Несмотря на эти совпадения, к концу 1930-х годов позиция Лукача и Лифшица, воспринимавшаяся как «вопрекистская», подвергалась резким атакам. В письме в ЦК Александра Фадеева и Валерия Кирпотина от 10 февраля 1940 года «Об антипартийной группировке в советской критике» «Литературный критик» обвинялся в работе на основе «ложных немарксистских позиций», так что «в их характеристиках Бальзака, Шекспира, Толстого и других писателей пропадает всякий элемент классовой характеристики»[875]. В конце 1940 года журнал был закрыт. В 1941-м Лукача на короткое время арестовали — в связи с деятельностью Венгерской компартии, а не за его роль в формировании марксистской теории литературы. До конца войны он был занят в основном антифашистской пропагандой, обнажая интеллектуальную генеалогию нацизма.
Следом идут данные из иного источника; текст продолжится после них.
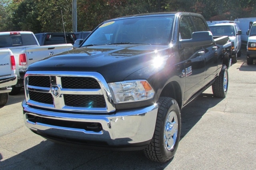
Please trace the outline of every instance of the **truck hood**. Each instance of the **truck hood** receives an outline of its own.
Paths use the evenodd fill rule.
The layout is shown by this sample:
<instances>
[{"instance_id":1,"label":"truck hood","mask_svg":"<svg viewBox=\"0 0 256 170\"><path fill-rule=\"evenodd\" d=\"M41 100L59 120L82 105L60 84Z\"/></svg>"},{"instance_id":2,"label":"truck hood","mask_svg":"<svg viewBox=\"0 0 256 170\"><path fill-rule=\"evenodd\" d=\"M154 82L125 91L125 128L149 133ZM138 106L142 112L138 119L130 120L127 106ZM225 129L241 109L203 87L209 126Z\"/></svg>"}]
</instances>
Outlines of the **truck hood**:
<instances>
[{"instance_id":1,"label":"truck hood","mask_svg":"<svg viewBox=\"0 0 256 170\"><path fill-rule=\"evenodd\" d=\"M168 45L134 44L81 47L45 58L27 70L94 71L101 73L108 82L122 81L154 64L156 57L169 57L170 49Z\"/></svg>"},{"instance_id":2,"label":"truck hood","mask_svg":"<svg viewBox=\"0 0 256 170\"><path fill-rule=\"evenodd\" d=\"M248 42L256 42L256 36L248 37Z\"/></svg>"}]
</instances>

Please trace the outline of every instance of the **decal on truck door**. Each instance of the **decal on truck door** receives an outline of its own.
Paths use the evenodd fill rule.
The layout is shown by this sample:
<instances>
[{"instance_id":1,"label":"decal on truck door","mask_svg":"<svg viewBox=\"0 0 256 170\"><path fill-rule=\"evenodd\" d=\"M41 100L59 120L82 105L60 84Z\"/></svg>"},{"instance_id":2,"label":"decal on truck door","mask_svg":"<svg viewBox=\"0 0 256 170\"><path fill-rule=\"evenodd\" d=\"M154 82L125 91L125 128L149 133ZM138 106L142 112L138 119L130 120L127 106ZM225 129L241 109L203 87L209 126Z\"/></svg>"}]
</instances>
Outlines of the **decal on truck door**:
<instances>
[{"instance_id":1,"label":"decal on truck door","mask_svg":"<svg viewBox=\"0 0 256 170\"><path fill-rule=\"evenodd\" d=\"M182 77L185 75L186 77L188 77L191 74L192 74L192 66L190 66L188 68L186 68L185 70L182 70L181 77Z\"/></svg>"}]
</instances>

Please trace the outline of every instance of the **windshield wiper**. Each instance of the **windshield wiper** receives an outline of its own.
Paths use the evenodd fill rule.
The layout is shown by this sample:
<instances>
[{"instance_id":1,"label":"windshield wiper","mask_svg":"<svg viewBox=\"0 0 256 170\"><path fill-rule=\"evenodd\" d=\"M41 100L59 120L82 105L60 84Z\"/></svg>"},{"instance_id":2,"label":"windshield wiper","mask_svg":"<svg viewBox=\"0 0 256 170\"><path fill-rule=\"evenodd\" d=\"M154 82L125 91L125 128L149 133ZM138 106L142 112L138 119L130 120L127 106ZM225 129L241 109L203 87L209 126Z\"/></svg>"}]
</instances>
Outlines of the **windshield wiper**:
<instances>
[{"instance_id":1,"label":"windshield wiper","mask_svg":"<svg viewBox=\"0 0 256 170\"><path fill-rule=\"evenodd\" d=\"M145 45L151 45L149 43L135 43L129 42L120 42L116 43L112 43L108 44L108 45L115 45L115 44L145 44Z\"/></svg>"},{"instance_id":2,"label":"windshield wiper","mask_svg":"<svg viewBox=\"0 0 256 170\"><path fill-rule=\"evenodd\" d=\"M86 45L82 46L81 47L90 47L90 46L96 46L96 45L107 45L107 44L105 44L105 43L104 43L104 44L92 44Z\"/></svg>"}]
</instances>

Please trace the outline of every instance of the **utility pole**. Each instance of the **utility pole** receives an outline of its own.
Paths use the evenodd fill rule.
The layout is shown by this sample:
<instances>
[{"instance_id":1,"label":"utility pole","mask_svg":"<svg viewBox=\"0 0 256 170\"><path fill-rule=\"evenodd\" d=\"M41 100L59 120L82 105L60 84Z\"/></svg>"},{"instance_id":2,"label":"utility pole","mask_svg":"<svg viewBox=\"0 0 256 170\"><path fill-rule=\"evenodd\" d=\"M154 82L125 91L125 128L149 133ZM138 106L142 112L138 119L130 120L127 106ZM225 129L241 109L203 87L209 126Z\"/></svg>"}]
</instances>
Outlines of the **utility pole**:
<instances>
[{"instance_id":1,"label":"utility pole","mask_svg":"<svg viewBox=\"0 0 256 170\"><path fill-rule=\"evenodd\" d=\"M77 32L76 23L76 0L72 0L72 16L73 20L73 32Z\"/></svg>"}]
</instances>

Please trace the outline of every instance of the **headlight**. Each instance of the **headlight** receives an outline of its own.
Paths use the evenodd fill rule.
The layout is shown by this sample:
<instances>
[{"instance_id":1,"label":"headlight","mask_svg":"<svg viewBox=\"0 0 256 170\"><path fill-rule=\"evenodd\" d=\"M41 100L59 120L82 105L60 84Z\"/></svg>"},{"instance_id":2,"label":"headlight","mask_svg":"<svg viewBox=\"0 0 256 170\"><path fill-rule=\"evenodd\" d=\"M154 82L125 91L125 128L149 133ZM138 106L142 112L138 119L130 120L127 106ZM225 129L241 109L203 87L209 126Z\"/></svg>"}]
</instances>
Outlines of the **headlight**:
<instances>
[{"instance_id":1,"label":"headlight","mask_svg":"<svg viewBox=\"0 0 256 170\"><path fill-rule=\"evenodd\" d=\"M146 80L131 80L108 83L116 103L152 99L155 92Z\"/></svg>"},{"instance_id":2,"label":"headlight","mask_svg":"<svg viewBox=\"0 0 256 170\"><path fill-rule=\"evenodd\" d=\"M256 43L251 43L251 47L256 47Z\"/></svg>"}]
</instances>

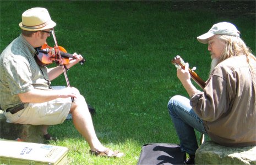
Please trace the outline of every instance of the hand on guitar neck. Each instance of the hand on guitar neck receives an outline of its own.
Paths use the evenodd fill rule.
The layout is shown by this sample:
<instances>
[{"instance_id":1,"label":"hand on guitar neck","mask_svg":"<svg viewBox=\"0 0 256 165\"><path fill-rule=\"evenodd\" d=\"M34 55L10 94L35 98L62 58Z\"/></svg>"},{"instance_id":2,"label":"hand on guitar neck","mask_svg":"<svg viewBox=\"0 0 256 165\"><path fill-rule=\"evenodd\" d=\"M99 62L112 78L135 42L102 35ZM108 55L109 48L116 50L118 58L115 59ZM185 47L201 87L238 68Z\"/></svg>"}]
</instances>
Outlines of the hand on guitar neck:
<instances>
[{"instance_id":1,"label":"hand on guitar neck","mask_svg":"<svg viewBox=\"0 0 256 165\"><path fill-rule=\"evenodd\" d=\"M179 55L177 55L173 58L171 61L172 63L177 68L182 69L185 69L186 62L184 62L182 58ZM194 70L188 69L188 71L191 76L191 78L194 80L201 88L204 89L205 87L205 82L200 78L197 74L194 71Z\"/></svg>"}]
</instances>

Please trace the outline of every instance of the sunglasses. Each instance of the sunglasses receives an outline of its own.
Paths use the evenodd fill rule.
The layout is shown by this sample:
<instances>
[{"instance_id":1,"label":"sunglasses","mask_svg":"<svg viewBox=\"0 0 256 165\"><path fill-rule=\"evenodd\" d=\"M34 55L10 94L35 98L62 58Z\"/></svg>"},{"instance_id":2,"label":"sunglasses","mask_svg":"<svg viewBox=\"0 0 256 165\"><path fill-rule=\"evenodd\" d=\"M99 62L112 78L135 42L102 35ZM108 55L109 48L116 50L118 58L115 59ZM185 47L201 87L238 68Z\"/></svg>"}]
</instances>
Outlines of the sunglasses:
<instances>
[{"instance_id":1,"label":"sunglasses","mask_svg":"<svg viewBox=\"0 0 256 165\"><path fill-rule=\"evenodd\" d=\"M42 31L43 32L47 33L49 36L51 36L51 33L52 33L52 30L50 30L49 31L45 31L45 30L41 30L41 31Z\"/></svg>"}]
</instances>

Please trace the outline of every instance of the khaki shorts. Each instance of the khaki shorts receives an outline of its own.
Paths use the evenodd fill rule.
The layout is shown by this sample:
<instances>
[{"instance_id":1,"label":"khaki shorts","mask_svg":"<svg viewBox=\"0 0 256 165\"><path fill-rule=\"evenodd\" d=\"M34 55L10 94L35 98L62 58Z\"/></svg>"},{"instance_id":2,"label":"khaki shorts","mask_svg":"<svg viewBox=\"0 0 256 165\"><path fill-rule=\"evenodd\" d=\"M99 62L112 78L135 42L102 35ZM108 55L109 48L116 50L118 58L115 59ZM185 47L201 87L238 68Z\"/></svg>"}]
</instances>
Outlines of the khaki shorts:
<instances>
[{"instance_id":1,"label":"khaki shorts","mask_svg":"<svg viewBox=\"0 0 256 165\"><path fill-rule=\"evenodd\" d=\"M4 112L7 122L31 125L54 125L63 123L71 107L71 98L58 98L42 103L26 103L25 109L12 114Z\"/></svg>"}]
</instances>

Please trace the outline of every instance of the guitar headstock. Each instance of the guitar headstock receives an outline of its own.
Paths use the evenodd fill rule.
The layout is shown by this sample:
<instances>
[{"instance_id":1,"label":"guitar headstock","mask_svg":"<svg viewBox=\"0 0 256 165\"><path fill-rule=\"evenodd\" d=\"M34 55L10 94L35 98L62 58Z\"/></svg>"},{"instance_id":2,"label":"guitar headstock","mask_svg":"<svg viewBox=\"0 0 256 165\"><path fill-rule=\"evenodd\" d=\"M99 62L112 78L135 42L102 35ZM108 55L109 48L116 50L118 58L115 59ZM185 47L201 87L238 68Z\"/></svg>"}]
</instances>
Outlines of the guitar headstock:
<instances>
[{"instance_id":1,"label":"guitar headstock","mask_svg":"<svg viewBox=\"0 0 256 165\"><path fill-rule=\"evenodd\" d=\"M178 55L173 58L171 62L178 69L181 69L182 67L184 69L186 65L184 60Z\"/></svg>"}]
</instances>

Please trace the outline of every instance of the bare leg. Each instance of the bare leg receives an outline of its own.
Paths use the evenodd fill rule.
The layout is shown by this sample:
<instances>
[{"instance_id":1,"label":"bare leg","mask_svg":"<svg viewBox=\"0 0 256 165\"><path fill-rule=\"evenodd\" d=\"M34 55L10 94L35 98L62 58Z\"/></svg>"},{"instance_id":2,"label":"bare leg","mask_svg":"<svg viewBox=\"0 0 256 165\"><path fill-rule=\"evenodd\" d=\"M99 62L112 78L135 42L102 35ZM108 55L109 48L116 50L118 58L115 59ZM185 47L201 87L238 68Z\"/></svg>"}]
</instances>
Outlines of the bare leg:
<instances>
[{"instance_id":1,"label":"bare leg","mask_svg":"<svg viewBox=\"0 0 256 165\"><path fill-rule=\"evenodd\" d=\"M79 95L72 103L70 113L75 128L87 141L91 150L103 151L105 147L97 138L87 104L82 95Z\"/></svg>"}]
</instances>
Неизвестный Лукачу и далекий от советских культурных институций Михаил Бахтин провел 1930-е годы, работая над жанровой теорией как частью философии культуры. Это десятилетие отмечено для Бахтина неопределенностью: часть его он провел в Казахстане в политической ссылке, оставшееся время — в качестве реабилитированного осужденного, не имевшего права жить ни в Москве, ни в Ленинграде (хотя он и совершил несколько полулегальных и преследовавших научные цели поездок в столицу).